The mandatory state-wide roll out of ‘smart meter’ technology in Victoria is set to transform supply and demand in the electricity market. Smart meters record real-time electricity use every 30 minutes. With online tools for customers to track their energy activity immediately, the potential for better management of energy resources is huge.
However, outside small-scale pilots, there is little evidence of the actual impact of smart meters, and policy makers worry whether consumers will ultimately benefit from their widespread adoption, especially in a market like Victoria with active retail competition. With funding through the Australian Research Council (ARC) Linkage Projects, the University has partnered with electricity retailers and Billcap, an online consumer smart meter tool, to evaluate how consumers engage with the smart meter data and how that affects their bills and carbon footprint.

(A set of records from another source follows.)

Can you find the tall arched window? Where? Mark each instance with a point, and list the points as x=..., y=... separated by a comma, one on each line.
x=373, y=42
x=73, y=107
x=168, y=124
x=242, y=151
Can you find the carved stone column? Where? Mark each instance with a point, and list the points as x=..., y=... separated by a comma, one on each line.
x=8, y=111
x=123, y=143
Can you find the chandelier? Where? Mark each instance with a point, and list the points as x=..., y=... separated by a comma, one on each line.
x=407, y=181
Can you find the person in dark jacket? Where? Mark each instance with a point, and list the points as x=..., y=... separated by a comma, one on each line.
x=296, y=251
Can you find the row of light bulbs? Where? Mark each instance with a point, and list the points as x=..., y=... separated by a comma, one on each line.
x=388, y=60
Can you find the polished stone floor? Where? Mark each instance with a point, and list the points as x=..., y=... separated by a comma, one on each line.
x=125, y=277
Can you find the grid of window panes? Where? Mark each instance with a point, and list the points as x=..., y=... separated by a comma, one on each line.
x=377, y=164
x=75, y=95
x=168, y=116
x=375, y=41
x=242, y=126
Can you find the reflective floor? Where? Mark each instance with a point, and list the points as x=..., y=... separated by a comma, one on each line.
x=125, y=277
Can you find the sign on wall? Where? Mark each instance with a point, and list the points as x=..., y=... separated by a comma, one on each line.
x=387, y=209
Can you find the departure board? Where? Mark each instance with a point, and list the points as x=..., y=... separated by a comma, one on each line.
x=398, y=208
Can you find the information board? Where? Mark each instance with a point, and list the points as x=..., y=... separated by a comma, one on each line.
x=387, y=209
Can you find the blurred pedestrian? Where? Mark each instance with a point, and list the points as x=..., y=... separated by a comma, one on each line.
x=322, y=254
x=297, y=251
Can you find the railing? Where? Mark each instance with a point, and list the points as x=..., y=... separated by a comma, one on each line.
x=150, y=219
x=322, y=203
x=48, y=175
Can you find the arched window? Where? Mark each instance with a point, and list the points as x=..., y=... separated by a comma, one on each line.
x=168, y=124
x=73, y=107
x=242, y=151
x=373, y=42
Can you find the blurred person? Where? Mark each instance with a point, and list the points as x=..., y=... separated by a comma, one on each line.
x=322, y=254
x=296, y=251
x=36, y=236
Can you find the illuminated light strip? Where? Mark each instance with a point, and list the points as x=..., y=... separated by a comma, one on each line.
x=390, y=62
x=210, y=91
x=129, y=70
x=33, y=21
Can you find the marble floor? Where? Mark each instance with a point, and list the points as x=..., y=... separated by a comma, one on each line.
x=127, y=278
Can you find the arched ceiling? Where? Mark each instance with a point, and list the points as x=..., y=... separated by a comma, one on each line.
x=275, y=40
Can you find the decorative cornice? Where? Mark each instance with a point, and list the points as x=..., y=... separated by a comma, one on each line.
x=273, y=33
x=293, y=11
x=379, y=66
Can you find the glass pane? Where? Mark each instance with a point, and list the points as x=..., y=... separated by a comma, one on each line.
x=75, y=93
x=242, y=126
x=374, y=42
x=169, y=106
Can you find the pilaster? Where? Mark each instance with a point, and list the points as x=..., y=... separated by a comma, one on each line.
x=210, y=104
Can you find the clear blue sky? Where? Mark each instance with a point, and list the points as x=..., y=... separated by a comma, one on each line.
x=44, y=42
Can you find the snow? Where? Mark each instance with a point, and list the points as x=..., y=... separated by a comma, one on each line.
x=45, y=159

CHANGING CONSUMER BEHAVIOUR
Early research suggests that the more customers know about their energy usage, the more likely they are to make changes that benefit their pockets and the environment. Using a sample of 8,000 Victorian households, the researchers used randomised controlled trials to analyse the behavioural changes brought about by access to the smart meter data. Some households were randomly given real-time feedback and peer comparisons on electricity use from their smart meter, while others were not. The economic and environmental impact of simply providing the information was striking: informed customers managed to reduce their electricity consumption by 4-5% relative to uninformed customers. For an average customer, this represents a $50 saving and 180 kWh reduction in electricity use per year.
These effects are largely driven by a particular household type. People who thought they were low electricity users before the experiment realised that they were not as green as they thought. So, while we find environmentally conscious consumer types are those who are better able to take advantage of their smart meter data to realise cost and environmental savings, they do so because they were mistaken about their relative environmental impact. Providing them with feedback based on their smart meter data encourages them to become who they thought they were.
These experiments are the first and largest of their kind ever run and will continue to inform industry best practice.
Yann Burden, CEO of Billcap, says the research provides a solid evidence-based foundation for the company’s innovation.
Our clients know that our commitment to improving their customer engagement is backed up by independently verified world-leading research.
Ongoing experimentation in partnership with Billcap will tackle pressing questions, such as: How can smart meter data be used to simplify customer choice? Can we make electricity like petrol in terms of price salience? How will customers respond as electricity prices become increasingly dynamic in the retail market? Who will win and lose from dynamic pricing, and how should policy be designed to protect socio-economically vulnerable households going forward?
The ARC Linkage Projects scheme provides funding to eligible organisations to support research and development projects which are collaborative between higher education researchers and other parts of the national innovation system.